Bushido & Anna-Maria

Bushido und Anna-Maria Ferchichi üben heftige Kritik an der deutschen Einwanderungspolitik und ihrer örtlichen Ausländerbehörde. In ihrem Podcast „Im Bett mit Anis und Anna-Maria Ferchichi“ schildert das Ehepaar, dass sie ihre Mitarbeiter aus Dubai nicht nach Deutschland mitnehmen konnten und ihre lokale Behörde ihnen keine Option darauf lässt, ihre Mitarbeiter ins Land zu holen.

„Eine Frechheit, ein Desaster“

Wie Bushido erklärt, wollten sie die Kindermädchen, die aus den Philippinen stammen und in Dubai für sie gearbeitet haben „offiziell in ein sozialabgabepflichtiges Arbeitsverhältnis einstellen (…) wo sie wirklich einen tollen Lohn verdient hätten, alles an Lohnsteuer und Krankenkasse wäre abgeführt worden.“

Der 47-Jährige wollte Arbeitsplätze in Deutschland schaffen und setzte ich dafür in Verbindung mit seiner Ausländerbehörde. Seiner Ansicht nach habe der zuständige Sachbearbeiter aber jeden Vorschlag „abgeschmettert“ und es nicht zugelassen, dass man einen Weg findet: „Finde ich eine absolute Frechheit, Desaster.
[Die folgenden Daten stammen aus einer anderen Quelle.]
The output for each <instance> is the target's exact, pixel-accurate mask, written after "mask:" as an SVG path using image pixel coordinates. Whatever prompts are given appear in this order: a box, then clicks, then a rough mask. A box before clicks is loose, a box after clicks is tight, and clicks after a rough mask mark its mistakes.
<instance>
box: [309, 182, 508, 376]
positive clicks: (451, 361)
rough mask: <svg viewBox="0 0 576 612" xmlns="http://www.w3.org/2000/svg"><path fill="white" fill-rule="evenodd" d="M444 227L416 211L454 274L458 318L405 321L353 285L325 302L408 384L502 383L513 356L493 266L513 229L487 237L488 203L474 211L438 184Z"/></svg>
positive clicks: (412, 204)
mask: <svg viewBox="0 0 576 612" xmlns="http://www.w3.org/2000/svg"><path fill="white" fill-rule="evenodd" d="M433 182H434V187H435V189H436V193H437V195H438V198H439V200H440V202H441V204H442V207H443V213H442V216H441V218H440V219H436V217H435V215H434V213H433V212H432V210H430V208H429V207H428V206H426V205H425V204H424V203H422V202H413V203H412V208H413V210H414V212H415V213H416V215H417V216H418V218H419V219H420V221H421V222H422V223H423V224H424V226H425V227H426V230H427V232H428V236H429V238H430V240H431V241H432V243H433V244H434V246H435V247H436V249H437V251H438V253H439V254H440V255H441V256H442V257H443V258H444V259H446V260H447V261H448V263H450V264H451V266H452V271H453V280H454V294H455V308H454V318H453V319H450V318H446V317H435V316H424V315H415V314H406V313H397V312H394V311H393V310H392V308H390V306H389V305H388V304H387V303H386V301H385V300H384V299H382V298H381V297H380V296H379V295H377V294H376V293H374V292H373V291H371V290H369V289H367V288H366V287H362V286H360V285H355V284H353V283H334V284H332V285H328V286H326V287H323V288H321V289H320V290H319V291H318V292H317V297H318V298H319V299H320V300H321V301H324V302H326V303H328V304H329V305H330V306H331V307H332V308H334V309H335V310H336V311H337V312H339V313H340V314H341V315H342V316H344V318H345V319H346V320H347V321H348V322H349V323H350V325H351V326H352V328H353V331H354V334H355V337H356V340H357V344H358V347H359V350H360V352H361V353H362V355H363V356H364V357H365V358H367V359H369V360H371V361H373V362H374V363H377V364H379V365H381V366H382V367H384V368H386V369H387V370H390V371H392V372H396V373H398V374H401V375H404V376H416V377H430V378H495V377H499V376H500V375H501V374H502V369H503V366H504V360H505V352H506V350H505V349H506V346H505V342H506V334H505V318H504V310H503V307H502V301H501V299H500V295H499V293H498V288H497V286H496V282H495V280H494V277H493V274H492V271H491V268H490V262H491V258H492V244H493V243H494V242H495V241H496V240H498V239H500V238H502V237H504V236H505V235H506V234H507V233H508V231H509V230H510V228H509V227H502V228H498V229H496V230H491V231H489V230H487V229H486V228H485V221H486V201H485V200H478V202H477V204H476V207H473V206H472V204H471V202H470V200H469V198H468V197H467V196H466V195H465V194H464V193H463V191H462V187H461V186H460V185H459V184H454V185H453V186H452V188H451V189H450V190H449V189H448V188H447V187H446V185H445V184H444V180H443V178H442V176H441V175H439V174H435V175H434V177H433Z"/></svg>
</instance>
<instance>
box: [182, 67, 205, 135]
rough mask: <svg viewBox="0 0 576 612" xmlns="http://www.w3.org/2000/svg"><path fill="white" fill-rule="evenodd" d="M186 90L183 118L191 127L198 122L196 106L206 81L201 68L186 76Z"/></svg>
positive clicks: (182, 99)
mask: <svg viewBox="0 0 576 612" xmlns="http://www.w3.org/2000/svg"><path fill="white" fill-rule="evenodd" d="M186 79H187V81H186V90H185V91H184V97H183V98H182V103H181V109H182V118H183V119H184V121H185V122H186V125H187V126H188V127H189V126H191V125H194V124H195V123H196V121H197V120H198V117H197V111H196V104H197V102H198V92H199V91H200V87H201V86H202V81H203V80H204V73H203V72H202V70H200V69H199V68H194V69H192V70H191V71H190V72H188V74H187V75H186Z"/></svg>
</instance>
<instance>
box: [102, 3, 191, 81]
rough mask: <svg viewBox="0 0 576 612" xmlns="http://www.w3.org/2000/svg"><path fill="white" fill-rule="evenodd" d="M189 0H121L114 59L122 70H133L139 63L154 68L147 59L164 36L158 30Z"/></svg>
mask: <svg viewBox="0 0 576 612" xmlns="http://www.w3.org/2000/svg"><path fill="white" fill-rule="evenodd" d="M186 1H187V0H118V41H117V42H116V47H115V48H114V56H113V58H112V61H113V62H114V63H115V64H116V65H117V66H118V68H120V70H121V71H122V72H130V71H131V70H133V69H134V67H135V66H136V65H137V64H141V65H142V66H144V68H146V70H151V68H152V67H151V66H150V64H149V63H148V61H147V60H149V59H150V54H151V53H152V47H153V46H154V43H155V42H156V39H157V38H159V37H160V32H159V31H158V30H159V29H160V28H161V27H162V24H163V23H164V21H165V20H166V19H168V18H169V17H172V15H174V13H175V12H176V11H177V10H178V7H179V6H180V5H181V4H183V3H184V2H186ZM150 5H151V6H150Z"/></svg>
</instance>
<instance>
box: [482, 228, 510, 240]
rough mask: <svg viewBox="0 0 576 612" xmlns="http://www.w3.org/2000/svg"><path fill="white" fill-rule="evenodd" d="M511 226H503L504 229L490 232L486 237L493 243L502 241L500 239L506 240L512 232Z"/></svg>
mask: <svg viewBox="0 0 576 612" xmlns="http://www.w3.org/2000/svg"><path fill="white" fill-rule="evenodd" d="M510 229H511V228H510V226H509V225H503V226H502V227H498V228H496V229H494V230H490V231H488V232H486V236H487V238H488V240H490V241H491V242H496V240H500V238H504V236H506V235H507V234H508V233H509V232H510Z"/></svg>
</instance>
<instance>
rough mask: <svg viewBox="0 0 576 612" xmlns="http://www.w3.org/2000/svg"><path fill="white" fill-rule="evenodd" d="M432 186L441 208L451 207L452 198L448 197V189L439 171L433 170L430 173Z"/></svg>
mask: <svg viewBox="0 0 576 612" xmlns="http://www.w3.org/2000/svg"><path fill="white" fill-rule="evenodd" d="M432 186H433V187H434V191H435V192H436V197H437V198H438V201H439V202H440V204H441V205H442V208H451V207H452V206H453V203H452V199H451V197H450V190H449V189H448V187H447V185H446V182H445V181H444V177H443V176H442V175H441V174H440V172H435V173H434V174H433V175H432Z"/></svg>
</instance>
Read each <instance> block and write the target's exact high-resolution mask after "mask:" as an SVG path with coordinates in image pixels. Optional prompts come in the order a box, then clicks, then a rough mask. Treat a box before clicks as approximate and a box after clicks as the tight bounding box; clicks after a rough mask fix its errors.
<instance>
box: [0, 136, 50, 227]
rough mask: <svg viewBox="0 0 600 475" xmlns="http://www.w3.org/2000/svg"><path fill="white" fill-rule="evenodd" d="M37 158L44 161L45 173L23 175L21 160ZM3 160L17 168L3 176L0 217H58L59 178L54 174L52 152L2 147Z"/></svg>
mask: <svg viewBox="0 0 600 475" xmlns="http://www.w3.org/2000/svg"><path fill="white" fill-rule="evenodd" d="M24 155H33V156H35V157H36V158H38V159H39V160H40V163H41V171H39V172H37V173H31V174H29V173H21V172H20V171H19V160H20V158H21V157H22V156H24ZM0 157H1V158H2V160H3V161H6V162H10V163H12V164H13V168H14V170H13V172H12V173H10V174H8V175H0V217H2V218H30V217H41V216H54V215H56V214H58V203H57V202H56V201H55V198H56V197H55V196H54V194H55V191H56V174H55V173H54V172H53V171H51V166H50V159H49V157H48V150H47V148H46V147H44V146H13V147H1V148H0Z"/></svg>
Ich will hier jetzt gar nicht irgendwelche politischen Reden schwingen. (…) Ich finde es wirklich eine riesengroße Schweinerei.“

„Man wird gecancelt“

Vor diesem Hintergrund fällt es Bushido und seiner Frau schwer, nicht auf das Große Ganze zu sprechen zu kommen. Denn aus ihrer Sicht würden andere Personen ungehindert ins Land kommen dürfen, während ihre Kindermädchen nicht einmal ein Touristenvisum erhalten.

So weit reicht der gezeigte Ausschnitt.